Different companies and individuals create WordPress plugins and themes, all with their own quality assurance procedures and technical support practices. Some are better than others, and there’s no way to tell what you’re about to get yourself into without testing things out over time first. Market forces are on your side in this regard. Most component authors (a component is usually a plugin or theme), especially those with licensing fees, are keen to make sure their code works as advertised. A component that solves a problem brilliantly but causes problems during upgrades, or has interoperability issues with other components, isn’t going to survive for very long.
Themes and plugins must be updated frequently for a WordPress website to remain secure. Sometimes these updates break a website’s functionality, though reverting to the previous version usually fixes that problem for the moment. Having a testing strategy to profile the component’s stability through the upgrade process is critical before accepting the component for production. This isn’t an activity most website owners will know how to perform or even be aware needs to happen. It is a proactive role that the web designer should own. A WordPress website built with unvetted components is more likely to have stability and security problems. The web designer building such websites is less likely to thrive thanks to a diminished reputation.

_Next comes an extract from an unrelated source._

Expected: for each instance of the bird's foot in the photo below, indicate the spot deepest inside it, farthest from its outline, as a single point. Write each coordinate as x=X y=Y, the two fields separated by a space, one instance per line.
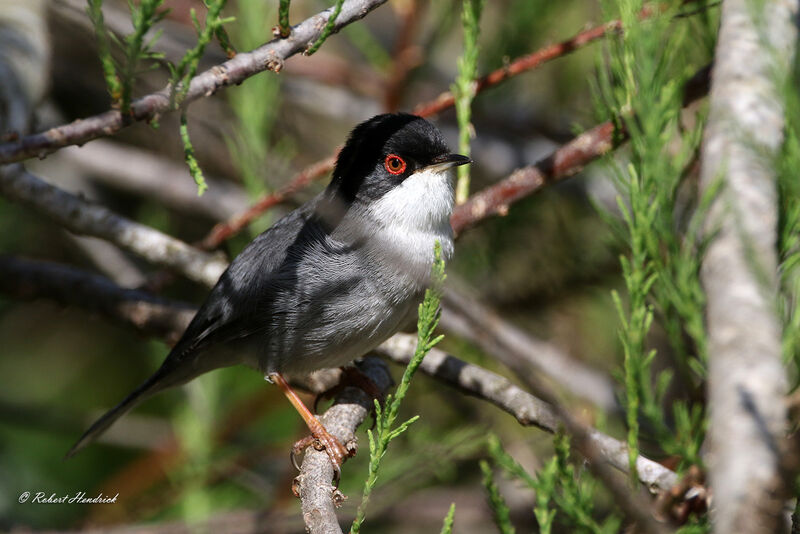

The problem of quality assurance isn’t improved just because a component has a licensing fee. The best approach is to hold paid and non-paid plugins as equally suspicious until testing proves they are acceptable for the website in question. Price will be less of a concern in this case since money spent on something that causes problems is never worth it, no matter how cheap it may be.
In many situations, components are more cost-effective than paying for custom programming to get similar functionality. For example, some plugins instantly create a client portal experience. Having such a capability custom-coded by a programmer — including all the quality assurance procedures that go into it — can easily cost thousands of dollars versus a $100/year licensing fee for a plugin. Then, of course, the code must be maintained as WordPress evolves or the threat environment exposes a vulnerability. These are additional, hidden, and unavoidable costs.
Then there is the aspect of accountability by the component author. At its simplest, the concern here is how to contact the component author to get help if something goes wrong.
For a WordPress professional, this is perhaps an even more important aspect of using a component than the problem the component solves. When I evaluate a component on a test server, I try to break it or create a problem on purpose in order to test the response of the authors. These tests help me evaluate both the plugin and the company, or individual, behind the component. I note how the technical support experiences goes, how accurate and timely the responses are, and how many hoops I have to jump through to get help. I also review any public-facing support logs to see average response time and the satisfaction level of the people that reached out for help. This, by the way, is the same test I put any web hosting company through before accepting them as a partner.
It’s been said we are no longer in the Information Age but are now in the Age of Reputation. Social media can flame a poor response from a component author and share that displeasure with frightening speed. Fortunately, the reverse is also true; if someone has a good experience and they share it, a positive snowball effect can benefit the bottom line of the component author.
Whatever method your web designer uses to validate the components they use to construct your website, make sure you understand it. Ultimately, the website belongs to you. In the mind of your clients, you own any of the problems they experience when visiting you there.